For what it's worth, yesterday morning my IDS at work logged what appeared to be an attempt to exploit the sendmail vulnerability mentioned earlier in this message. Unfortunately I didn't have full logging turned on, so I can't say whether it had any shellcode attached or whether the goal was just to crash sendmail on vulnerable servers.
I dialed in and was told (twice) Unable to find your tty (ttyu1) in uutmp file. What does this mean and what stupid thing did I do that caused it? Bbs works anyway.
Mail still cannot be sent from wwnet.com to Grex. It appears that Grex is applying an unreasonably strict definition of what constitutes "legitimate conduct". Shutting off spammers is one thing; cutting ourselves off from major ISPs is quite another.
The ssh daemon must have died. I can telnet in, but not ssh.

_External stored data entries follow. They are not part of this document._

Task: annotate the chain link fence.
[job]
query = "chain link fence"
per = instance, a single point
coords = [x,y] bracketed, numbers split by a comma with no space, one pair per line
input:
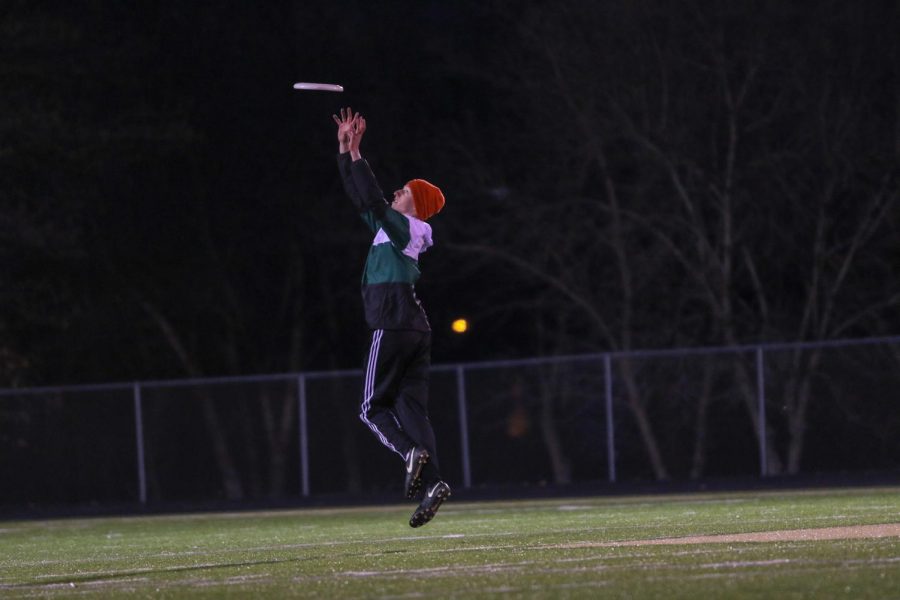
[678,414]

$ ps -ax | grep sshd 1045 ? IW 0:05 /usr/local/libexec/sshd 1293 ? S 1:44 /usr/local/libexec/sshd 2212 ? IW 0:04 /usr/local/libexec/sshd 2763 ? IW 0:05 /usr/local/libexec/sshd 3372 ? IW 0:03 /usr/local/libexec/sshd 3569 ? IW 0:02 /usr/local/libexec/sshd 3664 ? IW 0:02 /usr/local/libexec/sshd 3989 ? S 0:05 /usr/local/libexec/sshd 23951 ? S 2:08 /usr/local/libexec/sshd 26686 ? IW 0:26 /usr/local/libexec/sshd 27290 ? IW 0:08 /usr/local/libexec/sshd 27652 ? IW 0:12 /usr/local/libexec/sshd 28254 ? IW 0:21 /usr/local/libexec/sshd 28434 ? S 0:08 /usr/local/libexec/sshd 28706 ? IW 0:09 /usr/local/libexec/sshd 4292 qc S 0:00 grep sshd $ It is running now.
resp:250: not necessarily. That output doesn't tell me if the main sshd daemon is running or not. All of those could very well just be user sessions, and the main daemon could be dead so no new sessions could start.